Biology once pushed us toward marriage and family life, even if it was a less than perfect family life. Traditional sexual mores imposed restraints. And we have viewed the casting off of those restraints as liberating. We were free! But — free of what? And for what? Chronic anxiety, crushing loneliness — at least in some cases. Or so Eberstadt believes, as do I. I see it in Generations X, Y and Z –and, to some extention, in us Baby Boomers who first cast off the yoke of convention in the 60s.

We’ve come to place a high priority on individual freedom and autonomy over against the maintaining of the integrity of the traditonal family in an ordered social whole.

And (laughing) I say, Yow!!…

I’ve suddenly begun to think of those Progressive Insurance TV commercials — so funny I make a point of watching them — dramatizing mock classes in which youngish people are instructed how not to turn into their parents. Yes, very funny. Of course, those amounts to only gentle raillery against superficial life habits –and, of course, insurance-buying practices — of superanuated adults; not to those deeper, more serious ways in which we might profitably emulate those who nurtured and raised us.

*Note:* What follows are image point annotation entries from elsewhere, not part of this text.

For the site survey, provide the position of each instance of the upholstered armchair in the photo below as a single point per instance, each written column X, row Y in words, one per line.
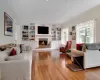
column 67, row 47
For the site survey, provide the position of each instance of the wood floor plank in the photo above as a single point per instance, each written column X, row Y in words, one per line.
column 50, row 65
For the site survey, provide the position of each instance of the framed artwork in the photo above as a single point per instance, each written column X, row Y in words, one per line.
column 8, row 25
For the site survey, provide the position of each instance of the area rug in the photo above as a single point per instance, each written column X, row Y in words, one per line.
column 74, row 67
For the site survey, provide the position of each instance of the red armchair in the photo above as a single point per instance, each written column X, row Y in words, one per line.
column 68, row 46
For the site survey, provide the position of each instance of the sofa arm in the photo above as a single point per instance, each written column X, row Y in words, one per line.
column 15, row 70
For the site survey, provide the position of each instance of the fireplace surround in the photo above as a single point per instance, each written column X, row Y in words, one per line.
column 43, row 43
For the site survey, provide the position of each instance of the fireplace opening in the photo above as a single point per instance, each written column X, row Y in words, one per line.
column 43, row 43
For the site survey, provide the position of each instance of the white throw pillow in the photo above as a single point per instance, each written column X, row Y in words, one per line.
column 3, row 55
column 16, row 57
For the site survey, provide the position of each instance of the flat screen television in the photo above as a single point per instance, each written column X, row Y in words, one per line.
column 43, row 30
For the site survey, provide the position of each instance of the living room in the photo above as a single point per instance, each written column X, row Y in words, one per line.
column 41, row 31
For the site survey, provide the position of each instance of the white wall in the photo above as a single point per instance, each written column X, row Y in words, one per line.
column 93, row 13
column 4, row 7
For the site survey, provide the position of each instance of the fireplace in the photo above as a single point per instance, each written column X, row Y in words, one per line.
column 43, row 43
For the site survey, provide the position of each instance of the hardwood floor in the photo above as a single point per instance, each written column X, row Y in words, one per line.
column 50, row 65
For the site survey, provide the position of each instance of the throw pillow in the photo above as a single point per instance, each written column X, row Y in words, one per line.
column 13, row 52
column 17, row 57
column 3, row 55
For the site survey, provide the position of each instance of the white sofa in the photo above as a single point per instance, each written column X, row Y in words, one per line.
column 17, row 67
column 91, row 58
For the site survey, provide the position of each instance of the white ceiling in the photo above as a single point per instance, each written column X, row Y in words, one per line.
column 51, row 11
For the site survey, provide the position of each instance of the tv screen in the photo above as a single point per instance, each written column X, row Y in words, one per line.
column 43, row 30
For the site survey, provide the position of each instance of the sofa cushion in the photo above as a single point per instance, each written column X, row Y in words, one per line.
column 98, row 45
column 13, row 52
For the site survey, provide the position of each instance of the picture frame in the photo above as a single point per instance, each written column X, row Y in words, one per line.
column 8, row 25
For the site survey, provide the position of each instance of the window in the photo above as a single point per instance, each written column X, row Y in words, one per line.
column 85, row 32
column 64, row 36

But I’ll challenge my own thesis here — and wonder if it isn’t, in our modern world, far more appropriate for children to explore their own talents and interests, search on their own terms for a spouse and occupation and a social situation suitable to them personally.

I’ll also ask if that can lead to true human flourishing unlinked from deep families ties and identities.

As for the impact on personal identities, destinies, attitudes and human outcomes of the sexual revolution — I know the Genie is not going back in the bottle. But I will always maintain that this particular revolt against our biology and ( I believe) human emotional reality has set us on a dark, unknown moral and spiritual path that may one day erupt in an entirely unforseen counter-revolution short of a reversion to Puritanism. The Genie will climb voluntarily back in the bottle. The so-called hook-up cultural, among other negative outcomes, unquestionably led to the course correction of the Me Too movement.

Perhaps human intimate and familial relations will ever hence exist suspended in a kind of utilitarian, humanistic malaise altered only by these new non-family, racial associations and identities –until the end of time.

Whatever.

Meanwhiile, you might want to explore these question, no matter where you fall on the political spectrum. You might even want to read this book, even if you disagree with its conclusions — just for the vital questions it raises.